Um neuen Mitarbeitenden in unserem Unternehmen anschaulicher zu vermitteln, warum wir uns so vehement für die Umsetzung unserer Trägerphilosophie einsetzen, arrangieren wir traditionell mit allen eine Fahrt nach Torgau in die Gedenkstätte Geschlossener Jugendwerkhof.
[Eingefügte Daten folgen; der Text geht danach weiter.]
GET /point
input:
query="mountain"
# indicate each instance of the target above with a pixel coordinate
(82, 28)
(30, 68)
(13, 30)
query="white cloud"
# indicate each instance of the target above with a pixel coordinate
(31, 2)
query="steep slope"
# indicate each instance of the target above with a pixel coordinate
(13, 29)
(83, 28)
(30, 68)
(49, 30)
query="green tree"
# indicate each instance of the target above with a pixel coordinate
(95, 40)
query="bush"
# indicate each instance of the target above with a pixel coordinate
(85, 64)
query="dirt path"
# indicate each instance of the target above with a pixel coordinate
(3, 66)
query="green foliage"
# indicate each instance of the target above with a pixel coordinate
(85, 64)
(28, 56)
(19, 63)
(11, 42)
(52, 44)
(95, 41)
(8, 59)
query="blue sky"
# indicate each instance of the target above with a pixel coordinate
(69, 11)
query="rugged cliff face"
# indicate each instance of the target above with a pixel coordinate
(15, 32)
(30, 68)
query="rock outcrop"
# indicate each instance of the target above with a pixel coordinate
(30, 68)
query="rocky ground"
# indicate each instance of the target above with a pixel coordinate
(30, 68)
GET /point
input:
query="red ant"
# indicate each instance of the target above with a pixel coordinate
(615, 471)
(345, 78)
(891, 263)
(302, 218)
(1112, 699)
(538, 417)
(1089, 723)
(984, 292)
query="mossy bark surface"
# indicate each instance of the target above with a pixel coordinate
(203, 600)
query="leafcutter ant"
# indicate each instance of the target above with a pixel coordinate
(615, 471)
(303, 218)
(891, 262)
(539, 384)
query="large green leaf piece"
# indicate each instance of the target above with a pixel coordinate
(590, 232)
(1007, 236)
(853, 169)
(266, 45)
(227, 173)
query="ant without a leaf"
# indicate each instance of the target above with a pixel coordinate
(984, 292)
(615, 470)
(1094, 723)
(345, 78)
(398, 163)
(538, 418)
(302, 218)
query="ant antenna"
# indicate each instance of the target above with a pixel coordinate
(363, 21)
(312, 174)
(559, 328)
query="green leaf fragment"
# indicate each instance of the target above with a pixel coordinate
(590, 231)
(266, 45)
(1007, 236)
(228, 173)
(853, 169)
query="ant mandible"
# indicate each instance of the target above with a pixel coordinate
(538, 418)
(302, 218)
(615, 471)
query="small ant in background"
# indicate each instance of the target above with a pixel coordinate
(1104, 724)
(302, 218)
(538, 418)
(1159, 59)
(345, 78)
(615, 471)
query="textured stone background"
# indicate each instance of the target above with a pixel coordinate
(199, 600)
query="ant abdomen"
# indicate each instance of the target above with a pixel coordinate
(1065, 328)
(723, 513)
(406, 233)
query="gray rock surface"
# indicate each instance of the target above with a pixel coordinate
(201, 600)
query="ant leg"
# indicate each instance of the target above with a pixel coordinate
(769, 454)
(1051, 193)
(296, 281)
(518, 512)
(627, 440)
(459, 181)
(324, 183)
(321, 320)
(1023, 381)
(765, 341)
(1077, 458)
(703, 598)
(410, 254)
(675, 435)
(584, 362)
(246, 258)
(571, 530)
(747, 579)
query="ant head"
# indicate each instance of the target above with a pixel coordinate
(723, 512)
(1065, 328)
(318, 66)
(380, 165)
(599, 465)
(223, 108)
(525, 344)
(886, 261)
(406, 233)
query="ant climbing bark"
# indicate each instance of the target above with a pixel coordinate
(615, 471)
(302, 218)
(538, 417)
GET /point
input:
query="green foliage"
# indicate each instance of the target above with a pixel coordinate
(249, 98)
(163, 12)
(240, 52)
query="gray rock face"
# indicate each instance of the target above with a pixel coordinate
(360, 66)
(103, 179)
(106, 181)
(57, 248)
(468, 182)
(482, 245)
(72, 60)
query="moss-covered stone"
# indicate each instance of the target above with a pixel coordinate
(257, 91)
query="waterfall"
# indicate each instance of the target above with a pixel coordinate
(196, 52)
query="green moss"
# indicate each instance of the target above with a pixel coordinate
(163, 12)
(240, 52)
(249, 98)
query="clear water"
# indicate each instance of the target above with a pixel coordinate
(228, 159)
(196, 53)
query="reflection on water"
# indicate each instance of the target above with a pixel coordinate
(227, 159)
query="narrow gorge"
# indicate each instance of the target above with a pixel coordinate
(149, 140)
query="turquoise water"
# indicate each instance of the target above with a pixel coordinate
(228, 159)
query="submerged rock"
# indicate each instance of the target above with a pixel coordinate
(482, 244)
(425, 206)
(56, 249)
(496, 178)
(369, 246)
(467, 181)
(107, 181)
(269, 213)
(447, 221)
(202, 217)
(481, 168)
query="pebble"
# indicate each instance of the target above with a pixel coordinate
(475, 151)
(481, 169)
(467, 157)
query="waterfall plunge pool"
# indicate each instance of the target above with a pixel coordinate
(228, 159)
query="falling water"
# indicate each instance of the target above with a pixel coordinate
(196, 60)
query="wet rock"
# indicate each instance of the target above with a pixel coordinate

Werte, die uns so wichtig sind, wie freie Entfaltung der Individualität, Kontakt zur Familie, Erziehung ohne Strafe, Sicherung der Intimsphäre, Partizipation, Toleranz, Respekt und Wertschätzung, wurden in dieser Einrichtung mit Füßen getreten und ins Gegenteil verkehrt
Umerziehung, Kollektivstrafen, Normierung, Isolation, Gewalt und Missbrauch sollten und haben den Willen der Jugendlichen gebrochen, die in diesem, sogenannten Spezialheim leben mussten.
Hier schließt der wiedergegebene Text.